The Via Tuscolana (SP215) is one of the principal roads out of Rome. It connects the Eternal City with the present town of Frascati. Unlike most of the main roads out of the city it was not constructed in the days of ancient Rome but in the middle ages. The Via Tuscolana is one of the better known shopping streets not directly in the center of town.
Via Tuscolana Rome
Beginning to Porta Furba
The name Via Tuscolana is explained by the old name of Frascati, which used to be called Tuscolo. This town was destroyed in 1191. Although the street is medieval, parts of older stretches of road were used when the Via Tuscolana was constructed.
The present Via Tuscolana kind of took over the role of the Via Latina, which used to connect Rome to the Colli Albani.
In order to reach the Via Tuscolana it is best to exit the historical center through the Porta San Giovanni. The beginning of the street is just past the Piazza Re di Roma on the left side of the Via Appia Nuova.
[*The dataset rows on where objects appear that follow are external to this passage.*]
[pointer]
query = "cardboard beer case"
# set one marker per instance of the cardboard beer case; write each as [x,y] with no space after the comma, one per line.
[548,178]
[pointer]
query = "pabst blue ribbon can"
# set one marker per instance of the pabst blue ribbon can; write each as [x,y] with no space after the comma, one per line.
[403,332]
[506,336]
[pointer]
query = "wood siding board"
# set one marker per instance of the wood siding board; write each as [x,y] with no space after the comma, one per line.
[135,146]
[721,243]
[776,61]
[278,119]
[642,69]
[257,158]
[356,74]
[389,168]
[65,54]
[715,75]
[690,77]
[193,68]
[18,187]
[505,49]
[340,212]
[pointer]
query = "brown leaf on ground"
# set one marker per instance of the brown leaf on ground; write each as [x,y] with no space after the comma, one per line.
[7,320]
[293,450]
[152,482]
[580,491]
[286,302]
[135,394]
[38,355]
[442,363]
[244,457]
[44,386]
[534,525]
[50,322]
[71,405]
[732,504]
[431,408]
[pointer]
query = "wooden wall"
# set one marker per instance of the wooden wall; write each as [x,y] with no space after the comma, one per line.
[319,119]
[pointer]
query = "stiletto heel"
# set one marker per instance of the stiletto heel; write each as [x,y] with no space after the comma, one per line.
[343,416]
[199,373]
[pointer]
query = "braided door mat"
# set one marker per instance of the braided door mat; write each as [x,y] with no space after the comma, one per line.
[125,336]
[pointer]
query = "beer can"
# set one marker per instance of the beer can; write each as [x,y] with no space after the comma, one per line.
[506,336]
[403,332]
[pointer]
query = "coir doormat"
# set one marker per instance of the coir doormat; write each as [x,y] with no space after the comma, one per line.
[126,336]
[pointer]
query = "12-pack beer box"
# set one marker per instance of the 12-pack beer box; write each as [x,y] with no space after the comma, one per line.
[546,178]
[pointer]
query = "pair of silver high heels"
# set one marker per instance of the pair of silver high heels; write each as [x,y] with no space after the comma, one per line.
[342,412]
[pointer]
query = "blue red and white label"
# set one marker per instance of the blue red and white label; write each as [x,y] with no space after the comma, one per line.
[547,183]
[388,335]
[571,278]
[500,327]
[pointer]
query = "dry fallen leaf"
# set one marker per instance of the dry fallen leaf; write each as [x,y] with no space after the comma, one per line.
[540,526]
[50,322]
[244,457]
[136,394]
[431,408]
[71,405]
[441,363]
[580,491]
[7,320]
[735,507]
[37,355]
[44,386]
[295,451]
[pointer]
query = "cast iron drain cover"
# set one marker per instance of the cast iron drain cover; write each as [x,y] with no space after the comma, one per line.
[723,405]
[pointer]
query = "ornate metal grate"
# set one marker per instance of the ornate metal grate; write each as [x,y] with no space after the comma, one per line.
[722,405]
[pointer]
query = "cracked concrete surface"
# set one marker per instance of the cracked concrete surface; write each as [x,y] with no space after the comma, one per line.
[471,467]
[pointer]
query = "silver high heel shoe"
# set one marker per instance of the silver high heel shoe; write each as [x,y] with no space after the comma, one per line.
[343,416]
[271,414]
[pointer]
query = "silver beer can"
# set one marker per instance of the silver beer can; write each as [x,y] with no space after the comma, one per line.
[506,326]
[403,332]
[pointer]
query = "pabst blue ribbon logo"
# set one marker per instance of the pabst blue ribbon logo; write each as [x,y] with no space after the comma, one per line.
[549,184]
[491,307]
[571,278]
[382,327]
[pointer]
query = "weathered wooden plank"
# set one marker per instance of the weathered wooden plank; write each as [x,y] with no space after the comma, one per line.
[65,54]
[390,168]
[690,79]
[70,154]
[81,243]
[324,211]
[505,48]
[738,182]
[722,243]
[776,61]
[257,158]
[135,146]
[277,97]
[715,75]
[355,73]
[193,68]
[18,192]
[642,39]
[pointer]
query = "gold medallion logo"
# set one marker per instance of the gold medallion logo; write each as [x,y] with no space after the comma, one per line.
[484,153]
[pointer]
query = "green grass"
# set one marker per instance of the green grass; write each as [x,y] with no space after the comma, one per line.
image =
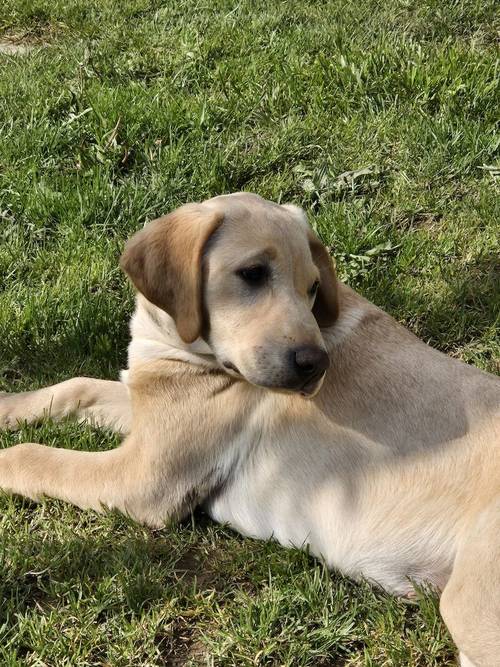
[119,111]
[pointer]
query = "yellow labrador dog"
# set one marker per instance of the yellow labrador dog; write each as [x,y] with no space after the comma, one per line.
[291,408]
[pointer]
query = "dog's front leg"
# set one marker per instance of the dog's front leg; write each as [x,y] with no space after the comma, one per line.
[102,402]
[115,479]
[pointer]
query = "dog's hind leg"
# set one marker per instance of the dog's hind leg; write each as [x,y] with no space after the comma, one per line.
[103,403]
[470,604]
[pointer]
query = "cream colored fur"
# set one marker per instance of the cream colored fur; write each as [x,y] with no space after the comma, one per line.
[389,471]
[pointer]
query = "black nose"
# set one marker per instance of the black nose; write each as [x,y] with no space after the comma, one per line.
[310,361]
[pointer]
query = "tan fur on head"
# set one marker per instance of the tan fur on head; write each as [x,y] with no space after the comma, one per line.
[326,306]
[163,260]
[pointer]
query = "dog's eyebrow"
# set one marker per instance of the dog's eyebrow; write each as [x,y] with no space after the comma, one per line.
[255,258]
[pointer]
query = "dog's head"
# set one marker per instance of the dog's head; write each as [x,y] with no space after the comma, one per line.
[248,276]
The Porta Furba neighborhood boasts some ruins of the Acquedotto Claudio and the Acquedotto Felice. The two aqueducts make use of the same walls. This district is named after the Porta Furba itself, a gate over the Via Tuscolana.
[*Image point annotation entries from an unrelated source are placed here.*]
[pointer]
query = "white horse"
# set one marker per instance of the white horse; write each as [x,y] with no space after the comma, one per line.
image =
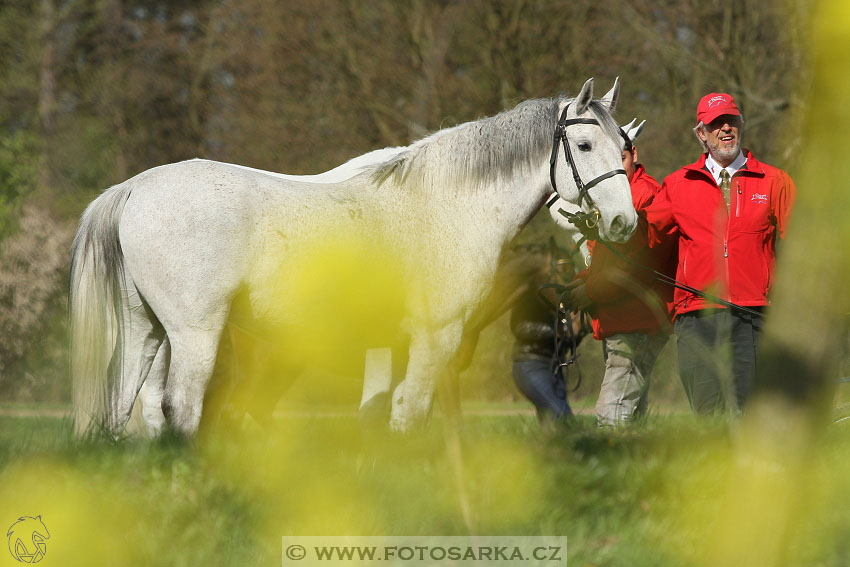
[558,206]
[166,253]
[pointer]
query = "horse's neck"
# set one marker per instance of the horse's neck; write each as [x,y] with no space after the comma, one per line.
[510,205]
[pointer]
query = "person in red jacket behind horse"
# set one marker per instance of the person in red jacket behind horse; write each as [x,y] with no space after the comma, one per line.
[725,211]
[628,305]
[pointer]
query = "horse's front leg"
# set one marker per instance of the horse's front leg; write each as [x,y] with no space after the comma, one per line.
[431,352]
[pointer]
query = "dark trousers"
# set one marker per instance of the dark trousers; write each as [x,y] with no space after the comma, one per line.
[548,393]
[717,357]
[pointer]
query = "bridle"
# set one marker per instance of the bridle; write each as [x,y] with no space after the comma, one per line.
[591,218]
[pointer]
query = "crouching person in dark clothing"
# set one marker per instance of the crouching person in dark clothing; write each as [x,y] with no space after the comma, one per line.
[536,370]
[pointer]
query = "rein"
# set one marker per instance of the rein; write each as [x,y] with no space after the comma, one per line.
[590,219]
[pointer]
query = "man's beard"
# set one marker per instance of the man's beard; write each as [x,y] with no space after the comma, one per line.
[724,154]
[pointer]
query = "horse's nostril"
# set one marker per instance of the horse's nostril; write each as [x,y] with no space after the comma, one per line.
[618,225]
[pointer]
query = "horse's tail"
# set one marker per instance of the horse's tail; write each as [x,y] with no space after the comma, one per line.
[97,278]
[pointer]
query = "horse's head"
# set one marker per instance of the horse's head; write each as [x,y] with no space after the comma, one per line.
[586,162]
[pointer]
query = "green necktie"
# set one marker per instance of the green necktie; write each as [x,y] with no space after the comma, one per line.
[724,185]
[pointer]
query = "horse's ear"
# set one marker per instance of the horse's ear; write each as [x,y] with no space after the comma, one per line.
[637,130]
[584,97]
[611,97]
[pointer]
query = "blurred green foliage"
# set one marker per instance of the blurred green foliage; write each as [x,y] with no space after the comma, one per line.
[17,178]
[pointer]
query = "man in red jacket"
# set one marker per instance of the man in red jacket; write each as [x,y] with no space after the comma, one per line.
[628,305]
[725,212]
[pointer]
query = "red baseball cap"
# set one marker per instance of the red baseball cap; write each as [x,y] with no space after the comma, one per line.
[713,105]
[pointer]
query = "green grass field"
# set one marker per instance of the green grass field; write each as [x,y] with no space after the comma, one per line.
[655,494]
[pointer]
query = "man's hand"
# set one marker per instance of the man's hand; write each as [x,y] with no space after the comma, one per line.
[578,295]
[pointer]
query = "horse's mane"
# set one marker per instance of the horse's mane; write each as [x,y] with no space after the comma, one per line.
[481,152]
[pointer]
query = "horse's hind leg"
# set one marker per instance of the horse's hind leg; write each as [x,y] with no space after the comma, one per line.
[153,390]
[193,354]
[142,337]
[430,354]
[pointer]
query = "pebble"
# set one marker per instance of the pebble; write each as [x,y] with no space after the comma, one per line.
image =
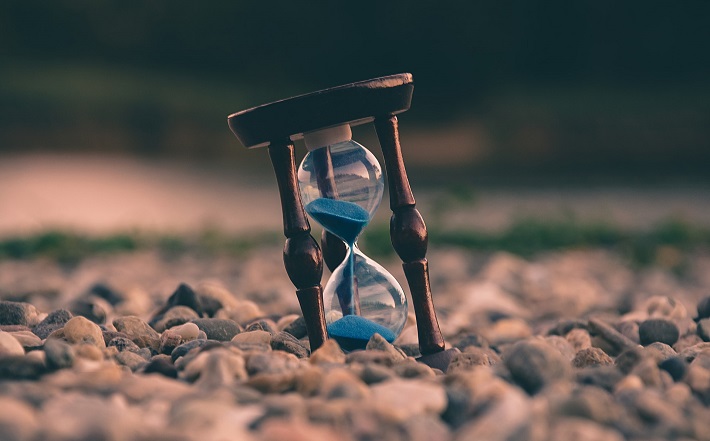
[591,357]
[80,330]
[297,328]
[379,343]
[704,308]
[675,366]
[139,331]
[283,341]
[533,364]
[177,315]
[218,329]
[658,330]
[409,398]
[18,421]
[328,353]
[704,329]
[17,313]
[579,339]
[59,355]
[55,320]
[27,339]
[9,345]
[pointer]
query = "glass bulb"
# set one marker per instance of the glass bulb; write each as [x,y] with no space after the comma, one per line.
[341,187]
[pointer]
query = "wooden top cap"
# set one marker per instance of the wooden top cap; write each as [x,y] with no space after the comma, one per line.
[354,103]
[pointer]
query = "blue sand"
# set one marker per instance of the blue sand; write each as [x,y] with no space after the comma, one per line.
[346,220]
[355,327]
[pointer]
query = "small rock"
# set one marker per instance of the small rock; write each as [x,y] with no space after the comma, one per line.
[18,421]
[582,430]
[17,313]
[629,329]
[123,344]
[370,356]
[138,331]
[93,308]
[704,329]
[378,343]
[533,364]
[579,339]
[591,357]
[162,366]
[21,367]
[81,330]
[676,367]
[297,328]
[507,330]
[107,293]
[169,340]
[187,332]
[704,308]
[375,373]
[605,377]
[614,338]
[59,354]
[9,345]
[218,329]
[130,359]
[263,325]
[27,339]
[177,315]
[284,341]
[412,369]
[328,353]
[660,351]
[341,383]
[469,359]
[661,330]
[55,320]
[275,362]
[407,398]
[470,339]
[184,348]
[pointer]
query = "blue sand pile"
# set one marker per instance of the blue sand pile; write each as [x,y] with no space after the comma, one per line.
[344,219]
[353,332]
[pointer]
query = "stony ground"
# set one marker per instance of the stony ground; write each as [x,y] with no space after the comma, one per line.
[569,345]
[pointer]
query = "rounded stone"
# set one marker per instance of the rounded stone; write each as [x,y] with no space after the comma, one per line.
[533,364]
[80,330]
[658,330]
[9,345]
[591,357]
[704,308]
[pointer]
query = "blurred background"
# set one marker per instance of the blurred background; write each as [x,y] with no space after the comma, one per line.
[113,114]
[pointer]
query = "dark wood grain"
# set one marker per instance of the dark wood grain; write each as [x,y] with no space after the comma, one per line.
[409,236]
[302,255]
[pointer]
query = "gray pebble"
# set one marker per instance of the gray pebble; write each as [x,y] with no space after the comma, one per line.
[658,330]
[534,364]
[591,357]
[283,341]
[704,329]
[297,328]
[59,354]
[53,321]
[138,331]
[218,329]
[17,313]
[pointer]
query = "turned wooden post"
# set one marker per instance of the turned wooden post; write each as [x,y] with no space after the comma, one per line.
[409,236]
[302,255]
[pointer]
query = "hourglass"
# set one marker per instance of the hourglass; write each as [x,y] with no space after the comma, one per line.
[340,185]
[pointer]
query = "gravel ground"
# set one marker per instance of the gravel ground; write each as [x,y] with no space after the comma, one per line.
[569,345]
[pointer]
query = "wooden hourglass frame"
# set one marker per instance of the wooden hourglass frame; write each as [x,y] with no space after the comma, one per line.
[277,125]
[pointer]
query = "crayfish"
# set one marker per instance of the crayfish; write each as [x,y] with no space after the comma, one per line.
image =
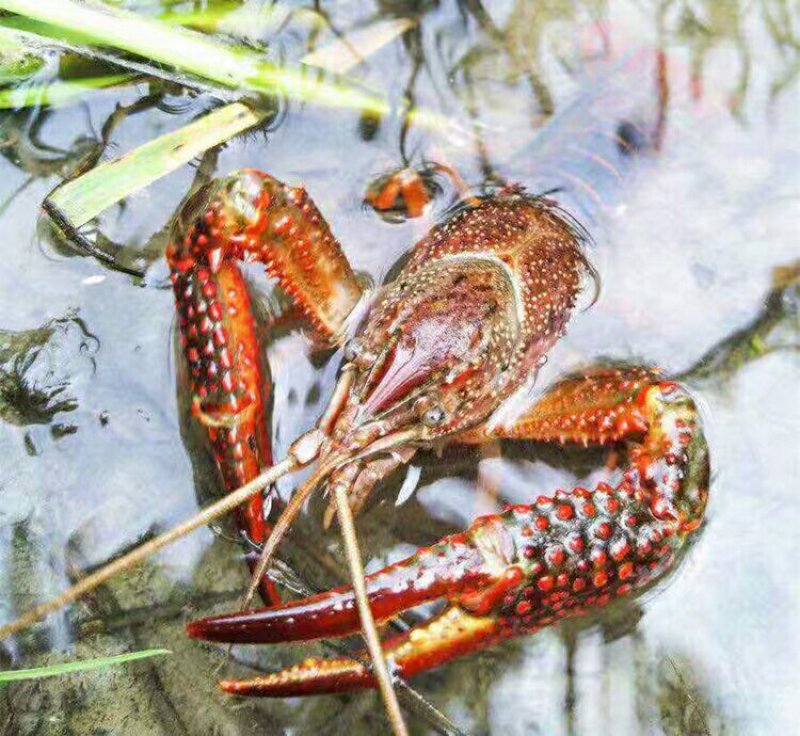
[466,320]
Slightly further down the road you will find the Alessandro Severo Mausoleum, which was constructed in the 2nd century AD. Turn right into the Via del Monte del Grano.
Porta Furba to the Grande Raccordo
From here a small detour leads to some more Roman ruins. Turn right into the Via del Quadraro and then left into the Via Lemonia. To the right of the Via del Lemonia you will see the Parco degli Acquedotti, which more than honors its name. At the end of the street some ruins of the Villa delle Vignacce can be seen. From here the Viale di Roma Vecchia leads to the 13th century Casale di Roma Vecchia, which was built on the grounds of the Roman Villa delle Sette Bassi. Behind this building you can see a long stretch of the Claudio Aqueduct. The separate ruins were part of the Marcio Aqueduct.
The Villa delle Sette Bassi is de last bigger attraction before the ringroad around the city. This 2nd century villa was the second biggest of its kind outside the city walls.
Smaller ruins before the G.R.A. were part of a 3rd century Roman water cistern and a 2nd century columbarium.
Via Tuscolana outside Rome
Just before the ringroad the street splits. The southern part continues as Via Anagnina and the northern part is still the Via Tuscolana. Near the city of Grottaferrata the two parts reunite.